Like, er, what? “I don’t think Wetherspoon or British buyers are in a weak position because we can switch from Swedish cider to British cider”. Who is this Swedish cider? Does he mean Rekorderlig or Kopparberg? Because if he knew what he was talking about, he would know that THEY ARE NOT CIDER. They are, as Pete Brown pointed out some time back, alcopops. Boss of pub chain doesn’t know what he’s selling no shock horror.
But on he blusters: “If we, and companies like ours, are unable to agree on tariff-free transactions, it will inevitably result in a loss of business for European companies … The ultimate sanction will be in the hands of UK consumers, should they take offence at the hectoring and bullying approach of Juncker and co. French wine, champagne and spirits, German beer and Swedish cider, for example, are all at extreme risk”.
Well, whoopee-do. Quite apart from Martin’s assertion that “According to press reports, Juncker told European business leaders in October not to negotiate with UK companies and to adopt an intransigent attitude” - in other words, he couldn’t be arsed finding out himself - he cannot be so stupid as not to know that many of his customers drink by brand, which means if they can’t get Becks or Stella, they’ll go somewhere they can.
Real and craft ale drinkers are more likely to take a punt on something different, but even then, Martin’s problem with rising costs has stuff all to do with rotten Eurocrats, and everything to do with the tanking currency, along with all the imported ingredients, even for beer that is brewed in the UK. He has Shipyard Pale from Portland, Maine brewed in Britain under licence. But where does he imagine the hops come from?
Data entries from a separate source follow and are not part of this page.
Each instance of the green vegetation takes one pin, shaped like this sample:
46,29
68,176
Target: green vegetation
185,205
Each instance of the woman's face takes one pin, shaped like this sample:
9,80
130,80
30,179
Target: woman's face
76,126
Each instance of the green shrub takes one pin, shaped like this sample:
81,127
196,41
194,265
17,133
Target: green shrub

More and more cask and craft beers use American and even southern hemisphere hops. Their cost is rising twofold: demand for beers brewed using them, and the fall in Sterling. More malt comes from outside Britain. The same problem will affect any wine he substitutes for French produce. German-style beer means eastern European hops, and the same problem. Martin blaming the EU is just aimless whataboutery.
Tim Martin is full of wind and piss. So no change there, then.
I'm glad the penny has dropped that Brexit may not be what he wants - which appears to be all the benefits without what he considers the downsides.
The problem with people like him is there will always be an issue with the EU, or any other organisation which appears to get in the way of what they want to achieve, which often comes at a cost to someone else.
It's "spoilt child" syndrome - kick and scream to get what you want, rather than having the maturity or knowledge to understand the bigger picture and work the system to your advantage.
All this does it shows him to be not a very bright individual.
I've also red the cider link and agree that just like Scotch Whisky has to meet certain criteria to achieve the status, so should cider and perry. If it's not made form pressed apples or pears it isn't cider or perry.
Or possibly it's a distraction tactic. Over the past year the pubs have changed, many have been sold off and the menu is lighter than previously with fewer offers. Having to pay the staff properly is undermining the business model and giving local independents more chance to compete. At one point his blog had one post saying how essential it was that decisions be made by UK government not EU - followed by a post about why the UK government decision on living wage was so bad! Wetherspoons is no longer the bargain it used to be and the punters will slowly begin to wonder why they keep going back. When the full effects of Brexit bite and money becomes tight Wetherspoons will be hit whatever they sell - and the shareholders may start asking difficult questions.
Just found out one of our local Wetherspoons is currently for sale.
You can see why he is bleating - but its closure is no doubt everyone's fault but his own.
He's going to lose a lot of custom when he bans the Guinness.